La [Adresse 5] s’oppose à ce moyen, considérant que les constats de la CNAM ne sauraient rétroagir, la somme provisionnelle demandée portant sur la période du 22 mars 2017 au 31 juillet 2022.
Ainsi, il apparait que pour retenir une marge bénéficiaire de 7% l’expert s’est fondé sur les statistiques de l’INSEE au titre du compte de résultat des entreprises en 2018 dans le secteur Santé humaine et action sociale, lesquelles ne distinguent pas selon la spécialité médicale concernée.
Pourtant, les propositions de l’assurance maladie pour 2026 au Ministère chargé de la sécurité sociale et au Parlement sur l’évolution des charges et des produits de l’assurance maladie au titre de 2026, produites par la SASU [Adresse 3], qui opèrent un comparatif selon les spécialités médicales, font état, pour le domaine de la radiothérapie, d’un résultat net (rentabilité moyenne des entreprises du secteur) de 16,4% en 2018 et de 27,2% en 2022.
Or, le choix de la marge bénéficiaire appliqué est susceptible d’avoir un impact direct sur le taux de redevance retenu. Il en résulte l’existence d’une contestation sérieuse qu’il n’appartient pas au juge des référés, juge de l’évidence, de trancher.

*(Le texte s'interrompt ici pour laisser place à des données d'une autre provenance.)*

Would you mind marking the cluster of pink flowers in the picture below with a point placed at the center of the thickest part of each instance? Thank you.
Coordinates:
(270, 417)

En conséquence, en présence de plusieurs contestations sérieuses, il ne résulte pas des éléments produits que le principe comme le quantum de l’obligation de rétrocession de la SASU CENTRE DE RADIOTHERAPIE DE [Localité 1] seraient démontrés dans des conditions de nature à permettre l’octroi d’une provision.
Il n’y a donc lieu à référé sur la demande provisionnelle et les demandes subséquentes.
Sur les frais et dépens
La [Adresse 5] sera condamnée aux dépens de la présente procédure de référé.
Elle sera en outre condamnée à payer à la SASU CENTRE DE RADIOTHERAPIE DE [Localité 1], en application de l’article 700 du code de procédure civile, une indemnité de 1.500 euros au titre de la présente instance.
PAR CES MOTIFS
Le juge des référés, statuant, après débats en audience publique, par ordonnance contradictoire rendue par voie de mise à disposition au greffe et en premier ressort,
DIT n’y avoir lieu à référé sur la demande en paiement d’une provision formée par la [Adresse 5] à l’encontre de la SASU CENTRE DE RADIOTHERAPIE DE [Localité 1] ;
DIT n’y avoir lieu à référé sur le surplus des demandes ;
CONDAMNE la [Adresse 5] à payer à la SASU CENTRE DE RADIOTHERAPIE DE [Localité 1] une somme de 1.500 euros en application de l’article 700 du code de procédure civile ;
RAPPELLE que la présente décision est exécutoire de plein droit.
Ainsi fait et prononcé par mise à disposition au greffe, le 20 mars 2026, et nous avons signé avec le greffier.